“It’s been great to me,” he says.
Smith’s business world looked bleak in early 1992. Then owner of Allied Plumbing, Heating, and Air Conditioning, Smith had suffered 18 consecutive months of losses. And this was a company that had been in business since 1979.
“I was making pretty good money up until the loss area,” says Smith. “When it started breaking, I didn’t know why. I didn’t know what to do. I didn’t know why I wasn’t making any money. I didn’t know why we weren’t getting any calls.”
Through word of mouth, Smith learned about CSG. Within two months of joining, Smith had turned his ship around, and he has not looked back since. In fact, when he eventually sold Allied to ARS five years later, it was a $3.6 million company.
Listening to what was being said at the organization’s conferences changed Smith forever.
LISTEN FIRST, THEN APPLY“Implementation is the biggest problem that people have,” says Smith in his matter-of-fact tone. “I really believe at this point there is not a whole lot of new ideas. It’s just people failing to take the ideas being taught to them and failing to implement them.”
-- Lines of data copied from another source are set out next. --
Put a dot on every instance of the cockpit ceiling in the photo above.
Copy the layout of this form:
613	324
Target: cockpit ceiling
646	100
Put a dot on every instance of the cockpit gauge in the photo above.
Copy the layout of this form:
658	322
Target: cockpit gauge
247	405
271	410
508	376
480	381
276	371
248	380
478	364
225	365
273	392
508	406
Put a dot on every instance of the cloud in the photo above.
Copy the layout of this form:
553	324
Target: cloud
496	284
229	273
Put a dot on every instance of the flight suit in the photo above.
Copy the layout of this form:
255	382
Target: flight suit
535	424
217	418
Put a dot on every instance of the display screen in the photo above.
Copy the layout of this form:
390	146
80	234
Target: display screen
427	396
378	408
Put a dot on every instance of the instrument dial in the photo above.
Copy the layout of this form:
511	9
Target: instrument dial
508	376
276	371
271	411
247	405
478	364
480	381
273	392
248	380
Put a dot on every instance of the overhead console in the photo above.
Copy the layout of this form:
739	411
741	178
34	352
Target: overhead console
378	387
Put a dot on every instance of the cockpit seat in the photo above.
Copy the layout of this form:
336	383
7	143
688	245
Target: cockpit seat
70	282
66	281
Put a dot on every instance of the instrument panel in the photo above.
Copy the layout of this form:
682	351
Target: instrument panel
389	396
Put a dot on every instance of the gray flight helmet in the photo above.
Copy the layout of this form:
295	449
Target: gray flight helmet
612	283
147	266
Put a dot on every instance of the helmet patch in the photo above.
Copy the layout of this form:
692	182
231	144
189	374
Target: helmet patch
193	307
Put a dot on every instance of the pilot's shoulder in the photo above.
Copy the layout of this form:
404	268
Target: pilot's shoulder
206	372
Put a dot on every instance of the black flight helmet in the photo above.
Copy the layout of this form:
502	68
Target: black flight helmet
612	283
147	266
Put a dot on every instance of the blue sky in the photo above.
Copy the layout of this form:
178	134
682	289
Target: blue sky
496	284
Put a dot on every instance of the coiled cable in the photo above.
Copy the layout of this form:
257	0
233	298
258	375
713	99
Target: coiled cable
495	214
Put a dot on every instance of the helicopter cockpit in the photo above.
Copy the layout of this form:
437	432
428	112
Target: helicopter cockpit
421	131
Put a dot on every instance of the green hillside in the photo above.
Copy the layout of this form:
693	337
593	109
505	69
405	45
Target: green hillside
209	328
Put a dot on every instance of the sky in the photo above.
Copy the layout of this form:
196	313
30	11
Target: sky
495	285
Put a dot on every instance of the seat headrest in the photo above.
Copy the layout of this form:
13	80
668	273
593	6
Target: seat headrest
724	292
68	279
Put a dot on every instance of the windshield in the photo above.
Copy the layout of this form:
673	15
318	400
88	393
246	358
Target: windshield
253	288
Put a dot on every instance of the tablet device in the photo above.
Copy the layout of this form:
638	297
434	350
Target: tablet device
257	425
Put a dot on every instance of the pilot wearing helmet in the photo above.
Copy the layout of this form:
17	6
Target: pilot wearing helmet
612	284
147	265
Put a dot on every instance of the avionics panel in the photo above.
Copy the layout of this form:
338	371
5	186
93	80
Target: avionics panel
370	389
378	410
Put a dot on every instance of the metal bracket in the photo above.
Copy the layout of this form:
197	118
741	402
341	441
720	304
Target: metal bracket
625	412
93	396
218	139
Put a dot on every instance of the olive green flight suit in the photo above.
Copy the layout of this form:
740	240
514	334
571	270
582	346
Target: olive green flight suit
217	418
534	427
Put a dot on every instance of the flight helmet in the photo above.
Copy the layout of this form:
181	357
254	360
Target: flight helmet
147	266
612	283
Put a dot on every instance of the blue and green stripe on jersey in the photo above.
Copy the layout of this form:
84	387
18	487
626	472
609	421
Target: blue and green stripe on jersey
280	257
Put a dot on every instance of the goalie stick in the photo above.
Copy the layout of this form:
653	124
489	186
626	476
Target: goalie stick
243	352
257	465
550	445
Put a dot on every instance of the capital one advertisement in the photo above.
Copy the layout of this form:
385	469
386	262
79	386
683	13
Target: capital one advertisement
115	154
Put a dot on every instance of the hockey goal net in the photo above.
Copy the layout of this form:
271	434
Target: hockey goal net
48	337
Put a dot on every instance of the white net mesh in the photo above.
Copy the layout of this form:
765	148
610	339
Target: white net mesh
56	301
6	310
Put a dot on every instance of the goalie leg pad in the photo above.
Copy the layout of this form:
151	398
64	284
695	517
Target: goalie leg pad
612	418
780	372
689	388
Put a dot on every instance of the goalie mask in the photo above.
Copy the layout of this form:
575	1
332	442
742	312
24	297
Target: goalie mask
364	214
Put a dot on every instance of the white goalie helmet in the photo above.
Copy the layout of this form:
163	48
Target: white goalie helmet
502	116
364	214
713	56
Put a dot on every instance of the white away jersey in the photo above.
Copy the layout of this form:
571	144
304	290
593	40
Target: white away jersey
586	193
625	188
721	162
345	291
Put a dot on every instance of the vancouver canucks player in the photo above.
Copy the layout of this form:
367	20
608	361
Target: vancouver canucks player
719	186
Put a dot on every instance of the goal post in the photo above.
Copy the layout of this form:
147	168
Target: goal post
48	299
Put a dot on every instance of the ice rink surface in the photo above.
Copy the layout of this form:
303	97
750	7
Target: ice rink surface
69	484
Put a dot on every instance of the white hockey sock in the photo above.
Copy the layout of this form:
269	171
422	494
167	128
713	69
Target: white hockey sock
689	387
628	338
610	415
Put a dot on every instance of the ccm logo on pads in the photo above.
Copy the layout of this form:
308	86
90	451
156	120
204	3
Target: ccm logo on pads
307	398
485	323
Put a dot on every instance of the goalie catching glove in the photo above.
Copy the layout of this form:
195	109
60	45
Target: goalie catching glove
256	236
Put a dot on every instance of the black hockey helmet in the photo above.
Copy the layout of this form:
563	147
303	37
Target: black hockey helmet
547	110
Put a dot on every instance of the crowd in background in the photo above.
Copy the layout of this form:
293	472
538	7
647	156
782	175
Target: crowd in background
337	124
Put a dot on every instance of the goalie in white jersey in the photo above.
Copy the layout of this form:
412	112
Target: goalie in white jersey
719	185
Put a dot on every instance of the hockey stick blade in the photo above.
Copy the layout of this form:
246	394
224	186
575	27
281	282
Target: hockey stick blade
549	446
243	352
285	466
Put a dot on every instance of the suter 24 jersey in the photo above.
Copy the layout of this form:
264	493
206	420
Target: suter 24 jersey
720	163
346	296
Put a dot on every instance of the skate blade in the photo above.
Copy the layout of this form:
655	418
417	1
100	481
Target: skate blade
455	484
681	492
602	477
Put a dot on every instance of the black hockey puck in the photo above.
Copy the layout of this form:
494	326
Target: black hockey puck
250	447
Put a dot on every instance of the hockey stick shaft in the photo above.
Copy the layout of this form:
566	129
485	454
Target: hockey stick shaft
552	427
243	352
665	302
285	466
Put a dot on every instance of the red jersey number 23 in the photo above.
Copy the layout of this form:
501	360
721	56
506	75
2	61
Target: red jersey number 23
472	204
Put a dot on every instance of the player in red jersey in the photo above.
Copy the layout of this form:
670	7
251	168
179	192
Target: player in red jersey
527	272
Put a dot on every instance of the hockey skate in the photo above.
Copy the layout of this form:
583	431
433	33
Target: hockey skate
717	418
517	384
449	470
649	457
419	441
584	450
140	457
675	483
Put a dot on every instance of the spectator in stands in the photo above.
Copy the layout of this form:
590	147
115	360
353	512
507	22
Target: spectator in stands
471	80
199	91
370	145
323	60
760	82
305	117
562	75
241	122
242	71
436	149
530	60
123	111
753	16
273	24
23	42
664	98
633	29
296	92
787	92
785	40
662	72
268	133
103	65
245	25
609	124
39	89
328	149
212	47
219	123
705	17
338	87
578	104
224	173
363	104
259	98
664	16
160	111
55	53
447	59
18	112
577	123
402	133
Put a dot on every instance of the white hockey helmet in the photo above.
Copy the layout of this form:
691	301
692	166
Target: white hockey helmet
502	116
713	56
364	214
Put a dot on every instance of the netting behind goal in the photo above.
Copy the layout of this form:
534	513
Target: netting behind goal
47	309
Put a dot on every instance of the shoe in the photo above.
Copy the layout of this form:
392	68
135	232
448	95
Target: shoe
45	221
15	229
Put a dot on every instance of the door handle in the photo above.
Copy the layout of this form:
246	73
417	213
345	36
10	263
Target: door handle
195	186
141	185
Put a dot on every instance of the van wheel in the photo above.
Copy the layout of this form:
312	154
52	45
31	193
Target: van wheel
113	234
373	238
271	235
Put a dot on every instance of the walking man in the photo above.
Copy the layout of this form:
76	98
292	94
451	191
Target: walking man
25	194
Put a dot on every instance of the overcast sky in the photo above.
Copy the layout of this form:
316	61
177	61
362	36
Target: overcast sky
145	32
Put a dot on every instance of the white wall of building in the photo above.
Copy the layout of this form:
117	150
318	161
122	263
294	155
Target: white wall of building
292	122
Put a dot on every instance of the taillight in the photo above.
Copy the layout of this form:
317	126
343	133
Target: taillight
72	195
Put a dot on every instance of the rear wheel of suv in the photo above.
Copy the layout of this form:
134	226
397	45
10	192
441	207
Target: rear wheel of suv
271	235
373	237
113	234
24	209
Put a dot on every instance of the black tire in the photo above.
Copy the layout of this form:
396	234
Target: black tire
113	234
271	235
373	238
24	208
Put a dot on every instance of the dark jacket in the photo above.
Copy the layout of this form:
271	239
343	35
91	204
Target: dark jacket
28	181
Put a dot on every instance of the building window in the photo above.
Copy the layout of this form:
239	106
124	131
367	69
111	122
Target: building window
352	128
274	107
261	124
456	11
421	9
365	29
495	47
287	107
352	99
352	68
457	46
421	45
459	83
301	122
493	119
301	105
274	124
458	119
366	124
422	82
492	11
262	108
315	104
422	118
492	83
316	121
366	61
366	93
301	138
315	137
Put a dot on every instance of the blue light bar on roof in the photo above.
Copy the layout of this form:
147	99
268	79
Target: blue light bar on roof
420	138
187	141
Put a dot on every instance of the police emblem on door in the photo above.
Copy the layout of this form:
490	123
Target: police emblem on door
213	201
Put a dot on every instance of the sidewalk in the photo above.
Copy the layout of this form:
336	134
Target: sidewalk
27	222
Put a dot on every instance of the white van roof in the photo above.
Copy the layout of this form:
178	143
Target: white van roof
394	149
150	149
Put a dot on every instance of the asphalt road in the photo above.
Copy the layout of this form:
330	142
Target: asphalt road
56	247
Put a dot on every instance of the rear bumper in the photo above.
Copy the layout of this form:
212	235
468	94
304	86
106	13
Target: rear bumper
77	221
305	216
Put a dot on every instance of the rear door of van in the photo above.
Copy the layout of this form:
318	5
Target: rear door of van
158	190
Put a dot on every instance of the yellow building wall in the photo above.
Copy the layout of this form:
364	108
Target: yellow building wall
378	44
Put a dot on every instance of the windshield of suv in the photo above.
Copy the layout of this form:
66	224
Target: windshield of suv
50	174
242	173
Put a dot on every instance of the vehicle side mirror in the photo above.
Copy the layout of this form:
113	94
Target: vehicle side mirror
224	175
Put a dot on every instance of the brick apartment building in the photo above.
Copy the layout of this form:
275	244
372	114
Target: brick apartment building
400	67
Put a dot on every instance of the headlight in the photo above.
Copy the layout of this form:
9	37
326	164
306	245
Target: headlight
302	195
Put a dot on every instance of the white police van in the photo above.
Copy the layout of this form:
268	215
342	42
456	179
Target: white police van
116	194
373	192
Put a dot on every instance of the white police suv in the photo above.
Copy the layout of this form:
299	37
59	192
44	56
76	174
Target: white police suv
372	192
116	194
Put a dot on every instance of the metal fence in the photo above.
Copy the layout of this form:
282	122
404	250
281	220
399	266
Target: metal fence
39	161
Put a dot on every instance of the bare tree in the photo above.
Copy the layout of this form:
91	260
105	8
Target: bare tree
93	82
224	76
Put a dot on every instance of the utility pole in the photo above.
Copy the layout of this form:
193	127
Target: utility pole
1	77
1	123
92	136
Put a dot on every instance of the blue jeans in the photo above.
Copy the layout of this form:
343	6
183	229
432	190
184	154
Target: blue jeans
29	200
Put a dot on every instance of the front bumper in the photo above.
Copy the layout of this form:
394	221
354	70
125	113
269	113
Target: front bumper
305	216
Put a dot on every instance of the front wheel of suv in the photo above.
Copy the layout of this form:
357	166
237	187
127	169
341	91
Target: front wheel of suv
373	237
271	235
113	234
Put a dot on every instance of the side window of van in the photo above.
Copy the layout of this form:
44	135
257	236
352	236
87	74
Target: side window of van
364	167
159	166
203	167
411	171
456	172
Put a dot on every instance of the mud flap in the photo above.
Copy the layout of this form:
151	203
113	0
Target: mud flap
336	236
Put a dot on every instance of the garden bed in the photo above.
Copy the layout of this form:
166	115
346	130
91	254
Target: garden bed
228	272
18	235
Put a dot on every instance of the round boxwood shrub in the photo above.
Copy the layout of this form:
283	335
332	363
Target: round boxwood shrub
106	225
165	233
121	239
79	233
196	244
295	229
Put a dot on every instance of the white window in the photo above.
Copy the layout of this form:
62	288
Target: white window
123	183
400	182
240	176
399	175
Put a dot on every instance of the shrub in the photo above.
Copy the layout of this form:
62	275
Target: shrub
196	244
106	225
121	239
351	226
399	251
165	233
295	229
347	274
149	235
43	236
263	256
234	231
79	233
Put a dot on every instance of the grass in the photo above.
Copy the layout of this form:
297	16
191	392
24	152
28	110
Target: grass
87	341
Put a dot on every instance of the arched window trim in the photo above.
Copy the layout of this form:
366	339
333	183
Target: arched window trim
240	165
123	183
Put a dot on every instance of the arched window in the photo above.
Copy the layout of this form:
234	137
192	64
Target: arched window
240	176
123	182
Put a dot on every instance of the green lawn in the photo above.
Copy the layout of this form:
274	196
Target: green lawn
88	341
That was not Smith’s problem. He not only listened, he followed through.
“Every three months we’d come back to another convention and I’d be like a sponge,” he says. “I’d ask, ‘What do I do next?’”
Thanks to the educational conventions and the art of networking, Smith says he picked up plenty of strong advice and guidance. He was not afraid to ask for help, either.
“Unfortunately, there are a lot who come who do not tell what they were doing,” he says. “The thing is, they are losing money, but they don’t listen for the answers. I’ll listen and I’ll run back and make it happen as best as I can. I think that’s one of the key successes I’ve had. It’s listening and networking.”
At one point, CSG held what it termed “boot camps” for contractors. Over a period of a few days, attendees were given intensive business training, touching on marketing, service, employee relations, et al. Instead of sitting pat, Smith actively sought out the respective leaders after each day of camp.
“I found out I was not learning much from the four [contractors] I was paired up with, so I made sure to meet the guys I could learn from,” he says. “I wanted to know why this guy was the leader in marketing. Or, why this guy was the leader in service.”
In addition to knowledge being exchanged, friendships started. To this day, Smith meets up with his former camp attendees every three months or so, even if they are not in the business anymore.
“We still have a friendship,” he says. “Networking was the most critical part for me [in bouncing back].”
SUCCESSFUL, AGAINEven after selling Allied, Smith stayed with ARS in various capacities until Service Master purchased ARS in July of 1999. At that point, he walked away from the industry — but only for approximately nine months.
“It [retirement] didn’t work at all,” he says with a smile.
By March 1, 2000, Smith was at it again with his new start-up company, Service Champions. He started out with two installers, one sales person, and three service techs. As he put it, “We just started using everything that CSG had taught us — the principles, the philosophy. We started using the same marketing.”
After all, why mess with success? Believe it or not, Service Champions bloomed into a $3.5 million company in its first year of full operation. As a result, it earned ISL’s Contractor of the Year award (for contractors earning over $3 million in revenue) for 2002.
“All of my people were trained in CSG in one way, shape, or form,” says Smith, who now has eight service techs and six installers. “We deliver a phenomenal service. We’re kind of like the Nordstrom’s of air conditioning.”
Looking around at the contractors who were running about at the most recent ISL convention held in Orlando, all Smith could add was, “If these guys just listen to what is being said here, they will do good. The biggest failure is that they don’t implement these suggestions being taught.”